From the time we are little children we understand that it is much more pleasurable to win than to lose. Every fiber of our being wants to cross the finish line first, not just occasionally, but every time. It is not in our nature as human beings to get comfortable with losing.
However, if you are going to be successful in the stock market you not only need to get comfortable with losing, you need to embrace it.
The uninitiated investor will assume that they have to be right, or win, on the majority of their trades in order to profit in the stock market, but what is more important than the number of times you win is the amount you win on those trades. Learning to take small losses -- a lot of small losses -- and letting your winning trades run is the key to long term profitability.
It's really not a mystery as to why this works, in fact it just comes down to simple math.
Imagine if you were to take ten different positions in ten different stocks and you had decided to risk a maximum of one-hundred dollars per position. The would mean that the total amount that your could lose would be one thousand dollars.
If you were to lose on half of those positions you would be down five hundred dollars and would have to make a total of five hundred dollars -- or an average of one hundred dollars per position -- on your five winning trades in order to break even.

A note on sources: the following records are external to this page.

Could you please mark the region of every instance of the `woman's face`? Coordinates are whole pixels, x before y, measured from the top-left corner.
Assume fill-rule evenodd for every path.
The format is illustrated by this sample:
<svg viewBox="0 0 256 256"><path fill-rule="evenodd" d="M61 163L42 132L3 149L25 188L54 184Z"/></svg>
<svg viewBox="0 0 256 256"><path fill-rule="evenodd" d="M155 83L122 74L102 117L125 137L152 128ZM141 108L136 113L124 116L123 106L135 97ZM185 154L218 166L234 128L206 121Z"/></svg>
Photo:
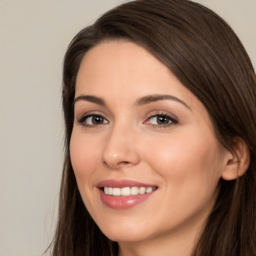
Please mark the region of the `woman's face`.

Now let's assume that you were able to make one hundred and fifty dollars on average for your winning trades. You would then only need to win on four trades -- for a total of six hundred dollars -- against your six losses in order to break even.
Now let's take it up a notch. Let's assume you were able to make an average of three hundred dollars per winning trade. In that scenario you would only need to win on three out of your ten trades -- or thirty percent -- in order to make money. Three times three hundred equals nine hundred dollars in wins against seven hundred in losses, for a net profit of two hundred dollars.
What the math here is illustrating is that the quicker you take your losses and the more you let your winners run, the fewer number of trades you need to be correct on in order to turn a profit.
Even the best Wall Street traders have a hard time maintaining a fifty percent win rate over time. They understand that just by the nature of the game they are going to lose on more trades than they win on. They accept this fact, which makes it easier to quickly cut losers, realizing that goal at the end of the day, or month, or quarter is not to have the best winning percentage, but to have the highest amount of profit in their brokerage account.
Though it runs counter-intuitive to our nature, allowing yourself to lose often in the stock market will ensure that small losses don't turn into big ones and that you will always have your money moving into the best stocks.